Published: 2012-03-14 16:31:00
Updated: 2012-03-14 19:24:11
Posted March 14, 2012
By Tony Rice
6 p.m. Update: Wednesday's planned launch was postponed due to an internal radio frequency interference issue on one of the five rockets. The next launch attempt is no earlier than the night of Friday, March 16.
On Wednesday night, NASA will launch five small, powerful sounding rockets within five minutes from the Wallops Flight Facility on Virginia's shoreline.
Though the launch pad is over 200 miles from the Triangle, the results of these launches are expected to be visible from South Carolina to Pittsburgh to New England according to NASA.
The rockets are headed 60 to 65 miles up to the point where winds reach 200 to 300 miles per hour in the thin air, forming an upper jet stream.
The Anomalous Transport Rocket Experiment (ATREX) is a sounding rocket mission that will gather information needed to better understand what is going on in the upper levels of our atmosphere. The mission was inspired, at least in part, by observing the movement of the exhaust plume during shuttle launches.

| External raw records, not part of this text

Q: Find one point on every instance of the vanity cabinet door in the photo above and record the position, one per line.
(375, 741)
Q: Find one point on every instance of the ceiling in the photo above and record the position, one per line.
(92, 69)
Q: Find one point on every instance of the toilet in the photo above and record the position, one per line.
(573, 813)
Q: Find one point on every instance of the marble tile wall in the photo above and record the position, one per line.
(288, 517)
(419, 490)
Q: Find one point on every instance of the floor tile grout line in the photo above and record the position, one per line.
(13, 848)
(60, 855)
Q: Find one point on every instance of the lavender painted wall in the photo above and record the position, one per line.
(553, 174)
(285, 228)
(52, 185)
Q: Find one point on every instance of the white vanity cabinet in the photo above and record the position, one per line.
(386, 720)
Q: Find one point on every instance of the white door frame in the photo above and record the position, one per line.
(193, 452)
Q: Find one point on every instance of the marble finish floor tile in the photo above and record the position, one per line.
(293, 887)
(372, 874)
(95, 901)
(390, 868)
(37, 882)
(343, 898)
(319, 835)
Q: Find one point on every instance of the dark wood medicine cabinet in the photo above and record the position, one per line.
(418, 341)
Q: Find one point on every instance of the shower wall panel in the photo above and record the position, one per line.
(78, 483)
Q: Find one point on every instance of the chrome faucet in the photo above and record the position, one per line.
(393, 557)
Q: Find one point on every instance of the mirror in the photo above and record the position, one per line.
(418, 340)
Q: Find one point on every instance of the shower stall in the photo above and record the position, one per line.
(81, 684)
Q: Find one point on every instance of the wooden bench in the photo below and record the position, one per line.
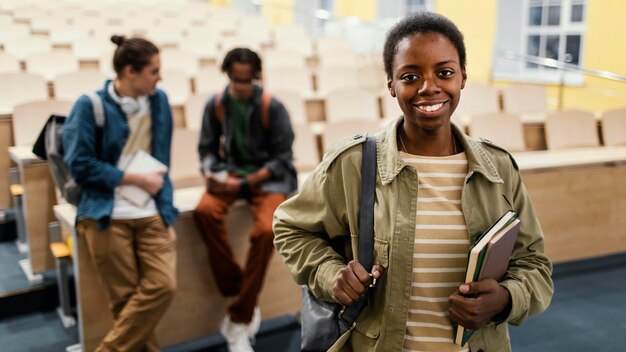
(198, 307)
(580, 199)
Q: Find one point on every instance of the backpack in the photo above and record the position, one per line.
(265, 109)
(49, 146)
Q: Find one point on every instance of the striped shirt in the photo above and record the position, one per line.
(439, 253)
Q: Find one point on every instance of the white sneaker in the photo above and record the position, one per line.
(254, 325)
(236, 335)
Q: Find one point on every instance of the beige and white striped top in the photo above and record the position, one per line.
(439, 253)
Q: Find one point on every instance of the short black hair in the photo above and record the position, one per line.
(242, 56)
(136, 52)
(422, 22)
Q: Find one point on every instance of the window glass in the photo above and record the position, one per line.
(534, 18)
(572, 49)
(554, 15)
(577, 13)
(533, 48)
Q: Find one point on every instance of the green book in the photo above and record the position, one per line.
(507, 223)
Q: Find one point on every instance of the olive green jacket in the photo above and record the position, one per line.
(327, 207)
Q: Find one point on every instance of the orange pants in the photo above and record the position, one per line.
(230, 278)
(135, 261)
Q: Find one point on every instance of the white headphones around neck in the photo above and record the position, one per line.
(130, 106)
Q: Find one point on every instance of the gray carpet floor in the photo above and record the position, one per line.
(588, 313)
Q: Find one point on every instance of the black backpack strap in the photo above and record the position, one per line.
(366, 225)
(99, 118)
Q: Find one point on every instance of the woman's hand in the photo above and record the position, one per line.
(152, 182)
(230, 186)
(474, 304)
(352, 282)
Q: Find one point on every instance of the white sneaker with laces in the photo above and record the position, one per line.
(236, 335)
(255, 323)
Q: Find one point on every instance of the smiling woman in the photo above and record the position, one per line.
(436, 190)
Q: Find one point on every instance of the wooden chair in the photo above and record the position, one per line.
(348, 104)
(336, 77)
(185, 162)
(305, 150)
(280, 58)
(194, 110)
(52, 64)
(476, 99)
(614, 127)
(180, 60)
(24, 46)
(70, 86)
(571, 129)
(17, 88)
(288, 78)
(210, 80)
(529, 101)
(177, 84)
(294, 103)
(503, 129)
(9, 63)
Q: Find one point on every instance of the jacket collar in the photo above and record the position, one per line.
(390, 164)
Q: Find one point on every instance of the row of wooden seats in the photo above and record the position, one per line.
(563, 129)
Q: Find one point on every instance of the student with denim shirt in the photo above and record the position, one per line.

This upper jet stream is located above where passenger planes fly but below the orbit of satellites. At this level in the atmosphere, a great deal of electrical turbulence occurs. Researchers are very interested the outcome of Wednesday's launch to help them understand that turbulence and how it impacts satellite and radio communications.
This jet stream should not be confused with the lower jet stream at about 30,000 feet which is often referred to by WRAL Weather Center meteorologists and impacts our day to day weather.
ATREX rockets will release trimethylaluminium, a chemical which will react with oxygen to produce a glow that will be tracked by cameras located in Virginia, Pennsylvania and on our coast in Duck, N.C. Imagery from the cameras will be triangulated to produce a detailed map of the movement of air. By-products of this reaction are naturally occurring chemicals in our atmosphere including aluminum oxide, carbon dioxide and water vapor.
Weather permitting, we should be able to see the results of this launch here in the Triangle. The simulated contrails created by these rockets are expected to be visible from all along the east coast. In the WRAL viewing area, we can look to the northeast during the launch window beginning at midnight and extending through 1:30 a.m.